Jun 29, 2022 | Daily Trek, Unlearn

How Things Should Be - Radical Trekking - Ayelet Baron

When we are trapped inside a specific model of how things should operate in this world, like how to reduce time to market or be more productive and efficient, we can’t see much else. 

In the current model, resource efficiency is a servant to sustainability. Because we are so efficient we can produce seven air conditioners, for example, instead of one.  We don’t necessarily consider the resources and materials it takes to build one or seven items when all we are focused on is productivity rates. 

We can’t claim we’re efficient and care about the environment when we choose to ship our trash to another part of the world. Making our trash someone else’s headache does not come close to systemic thinking. 

And because many organization are operating on 19th century linear models, we stay stuck in how things should be productive.

But we can step out of the hamster wheel when we’re ready to see that there is another way.   

Complexity is uncomfortable because it requires being comfortable with the unknown. It is where true innovation happens. And yes, we can learn to navigate uncharted waters.
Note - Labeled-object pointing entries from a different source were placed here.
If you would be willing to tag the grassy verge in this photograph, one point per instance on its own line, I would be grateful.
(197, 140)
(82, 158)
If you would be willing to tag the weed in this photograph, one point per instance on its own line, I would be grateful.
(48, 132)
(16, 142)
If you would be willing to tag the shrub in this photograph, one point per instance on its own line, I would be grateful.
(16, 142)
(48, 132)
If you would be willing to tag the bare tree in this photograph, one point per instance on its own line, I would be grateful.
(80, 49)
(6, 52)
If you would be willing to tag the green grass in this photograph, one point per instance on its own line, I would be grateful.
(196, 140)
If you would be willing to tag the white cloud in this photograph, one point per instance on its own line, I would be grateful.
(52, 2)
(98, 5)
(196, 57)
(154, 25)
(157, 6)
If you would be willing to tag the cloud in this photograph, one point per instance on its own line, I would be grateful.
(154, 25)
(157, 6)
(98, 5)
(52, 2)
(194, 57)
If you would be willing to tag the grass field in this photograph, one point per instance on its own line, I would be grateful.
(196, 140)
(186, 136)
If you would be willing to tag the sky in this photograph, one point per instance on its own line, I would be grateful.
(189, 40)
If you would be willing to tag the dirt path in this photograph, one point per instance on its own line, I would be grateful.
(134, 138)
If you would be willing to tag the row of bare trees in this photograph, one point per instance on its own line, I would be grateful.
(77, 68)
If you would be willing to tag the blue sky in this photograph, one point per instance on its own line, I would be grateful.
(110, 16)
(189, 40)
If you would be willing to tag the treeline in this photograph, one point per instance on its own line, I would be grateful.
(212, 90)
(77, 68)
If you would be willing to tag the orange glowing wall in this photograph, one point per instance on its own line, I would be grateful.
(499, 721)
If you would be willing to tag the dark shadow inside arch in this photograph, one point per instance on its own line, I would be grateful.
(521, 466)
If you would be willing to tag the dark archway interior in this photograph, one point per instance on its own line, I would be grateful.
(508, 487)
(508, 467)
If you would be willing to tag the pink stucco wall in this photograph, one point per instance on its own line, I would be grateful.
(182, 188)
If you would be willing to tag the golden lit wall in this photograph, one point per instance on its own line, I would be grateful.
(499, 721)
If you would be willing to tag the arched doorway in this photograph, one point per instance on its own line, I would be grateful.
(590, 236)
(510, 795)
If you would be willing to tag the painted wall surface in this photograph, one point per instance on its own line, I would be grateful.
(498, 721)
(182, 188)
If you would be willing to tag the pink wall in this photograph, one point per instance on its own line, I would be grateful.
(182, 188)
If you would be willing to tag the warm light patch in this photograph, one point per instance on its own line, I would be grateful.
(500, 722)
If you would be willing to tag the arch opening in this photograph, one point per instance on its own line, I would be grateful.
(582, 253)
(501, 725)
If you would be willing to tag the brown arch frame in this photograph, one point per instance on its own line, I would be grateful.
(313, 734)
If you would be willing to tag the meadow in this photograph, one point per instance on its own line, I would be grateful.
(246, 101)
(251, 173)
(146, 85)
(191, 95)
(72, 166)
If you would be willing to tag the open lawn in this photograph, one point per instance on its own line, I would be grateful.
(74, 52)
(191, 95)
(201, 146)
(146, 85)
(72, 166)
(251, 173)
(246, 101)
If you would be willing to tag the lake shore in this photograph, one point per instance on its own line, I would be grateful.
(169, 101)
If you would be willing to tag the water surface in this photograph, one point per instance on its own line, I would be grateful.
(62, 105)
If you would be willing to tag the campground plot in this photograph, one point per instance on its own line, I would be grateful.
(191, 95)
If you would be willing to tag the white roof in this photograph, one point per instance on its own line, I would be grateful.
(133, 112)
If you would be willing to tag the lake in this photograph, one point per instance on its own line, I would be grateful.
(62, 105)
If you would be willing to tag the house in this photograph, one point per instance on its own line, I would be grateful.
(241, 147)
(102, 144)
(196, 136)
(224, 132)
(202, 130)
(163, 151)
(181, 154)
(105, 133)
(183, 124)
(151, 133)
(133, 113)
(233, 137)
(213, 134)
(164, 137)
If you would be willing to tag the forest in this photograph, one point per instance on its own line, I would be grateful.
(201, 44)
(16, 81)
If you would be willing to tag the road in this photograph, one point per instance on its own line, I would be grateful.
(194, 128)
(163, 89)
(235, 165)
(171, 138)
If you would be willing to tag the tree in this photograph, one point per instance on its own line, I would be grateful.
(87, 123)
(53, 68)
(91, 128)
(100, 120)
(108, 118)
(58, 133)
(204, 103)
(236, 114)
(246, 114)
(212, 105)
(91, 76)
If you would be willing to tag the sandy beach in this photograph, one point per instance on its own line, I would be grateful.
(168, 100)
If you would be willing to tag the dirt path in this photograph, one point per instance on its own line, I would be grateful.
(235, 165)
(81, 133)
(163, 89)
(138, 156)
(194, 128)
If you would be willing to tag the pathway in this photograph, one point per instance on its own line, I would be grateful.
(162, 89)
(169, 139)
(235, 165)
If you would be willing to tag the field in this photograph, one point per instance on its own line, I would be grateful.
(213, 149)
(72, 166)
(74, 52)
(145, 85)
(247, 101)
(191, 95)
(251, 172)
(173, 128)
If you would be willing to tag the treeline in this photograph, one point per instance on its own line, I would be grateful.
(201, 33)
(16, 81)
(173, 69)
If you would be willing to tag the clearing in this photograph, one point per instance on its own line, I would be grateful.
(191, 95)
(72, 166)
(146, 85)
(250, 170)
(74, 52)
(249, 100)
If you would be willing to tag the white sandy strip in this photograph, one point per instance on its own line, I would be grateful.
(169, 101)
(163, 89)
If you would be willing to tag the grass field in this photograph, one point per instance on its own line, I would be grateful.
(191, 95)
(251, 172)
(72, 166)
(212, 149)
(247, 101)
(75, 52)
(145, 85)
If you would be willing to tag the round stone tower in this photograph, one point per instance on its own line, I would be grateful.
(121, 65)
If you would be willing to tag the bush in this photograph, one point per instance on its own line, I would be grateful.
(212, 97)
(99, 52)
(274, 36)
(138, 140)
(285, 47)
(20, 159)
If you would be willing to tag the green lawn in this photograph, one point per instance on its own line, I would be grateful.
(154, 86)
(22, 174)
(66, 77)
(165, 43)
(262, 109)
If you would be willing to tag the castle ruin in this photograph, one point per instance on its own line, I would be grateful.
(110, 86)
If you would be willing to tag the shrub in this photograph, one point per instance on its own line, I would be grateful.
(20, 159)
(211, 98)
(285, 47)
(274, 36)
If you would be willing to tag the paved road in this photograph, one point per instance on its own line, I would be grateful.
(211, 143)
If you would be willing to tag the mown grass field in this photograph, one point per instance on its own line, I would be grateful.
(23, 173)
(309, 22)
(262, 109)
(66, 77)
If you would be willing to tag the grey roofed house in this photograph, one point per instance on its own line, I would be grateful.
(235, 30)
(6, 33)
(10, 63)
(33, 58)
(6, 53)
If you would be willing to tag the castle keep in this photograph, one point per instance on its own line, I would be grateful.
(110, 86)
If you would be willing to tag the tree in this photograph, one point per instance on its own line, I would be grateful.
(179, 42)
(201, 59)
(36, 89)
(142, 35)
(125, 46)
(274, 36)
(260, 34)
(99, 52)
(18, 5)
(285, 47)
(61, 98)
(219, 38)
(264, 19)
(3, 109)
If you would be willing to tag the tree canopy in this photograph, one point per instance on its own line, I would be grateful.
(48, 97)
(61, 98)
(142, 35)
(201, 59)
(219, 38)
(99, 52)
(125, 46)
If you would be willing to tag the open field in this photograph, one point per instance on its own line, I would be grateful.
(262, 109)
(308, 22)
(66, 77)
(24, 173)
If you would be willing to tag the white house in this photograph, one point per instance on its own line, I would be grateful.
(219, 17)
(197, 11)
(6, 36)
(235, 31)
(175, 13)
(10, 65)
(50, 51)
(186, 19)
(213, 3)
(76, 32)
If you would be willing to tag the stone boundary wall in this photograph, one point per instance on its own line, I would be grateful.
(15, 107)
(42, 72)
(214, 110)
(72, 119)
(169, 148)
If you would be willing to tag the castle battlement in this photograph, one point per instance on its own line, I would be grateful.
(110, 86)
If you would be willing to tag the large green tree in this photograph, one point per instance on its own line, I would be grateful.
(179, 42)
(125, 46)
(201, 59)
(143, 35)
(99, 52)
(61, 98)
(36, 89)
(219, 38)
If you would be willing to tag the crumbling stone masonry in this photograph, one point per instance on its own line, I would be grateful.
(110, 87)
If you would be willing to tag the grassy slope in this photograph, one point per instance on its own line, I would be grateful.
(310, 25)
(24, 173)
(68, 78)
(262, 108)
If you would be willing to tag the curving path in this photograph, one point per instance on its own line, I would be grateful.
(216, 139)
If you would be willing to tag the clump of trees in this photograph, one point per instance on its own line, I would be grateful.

To collaborate across boundaries, we need shared values and cultural understanding of not only the problems but our opportunities. 

Two people are working on a project. One sees a gap and asks, ‘shall we address this gap?” The other looks confused and asks, ‘what gap do you mean? I don’t see anything missing? This is how things should be.

We experience a sense of politics when two people with two different visions or agendas try to work together. And therefore, communication becomes key in understanding people’s agendas and how to bridge the divides. True understanding requires acknowledging uncomfortable realities like that not everyone can be right all the time. And that negotiating in the new world means coming to an understanding of what we are working on together; not being stuck on how things should be. 

Who wants to constantly live in the past where we only jump from solving one problem to the next? It becomes a type of addiction to always explore where we went wrong and try to solve the same problems with limited progress. 

Imagine that every time you hear, ‘this is what’s wrong with …”, you asked yourself, what’s possible? 

Do things really need to escalate when there is another path of collaboration and caring about what we are creating?

Many don’t want to hear that we need to do much more than re-think our current systems. But what If what we need is to create sustainable ones? Our current economic system and lifestyles, for example, are gobbling up our natural resources. The Earth has no productivity goals as it focuses on sustainability and regeneration. 

The more we focus on what’s possible, the more we learn how interconnected we are and how important it is to see the whole system from nature’s point of view. 

When we’re in alignment with nature, we understand that unlimited growth is not sustainable and even possible. The Earth simply cannot support unlimited growth. 

If we want to be sustainable and build a healthy economy, we need to understand systems and expect unpredictability. 

Our opportunity, as leaders, is to think and create on multiple levels. Perhaps our greatest opportunity is right in front of us in plain sight?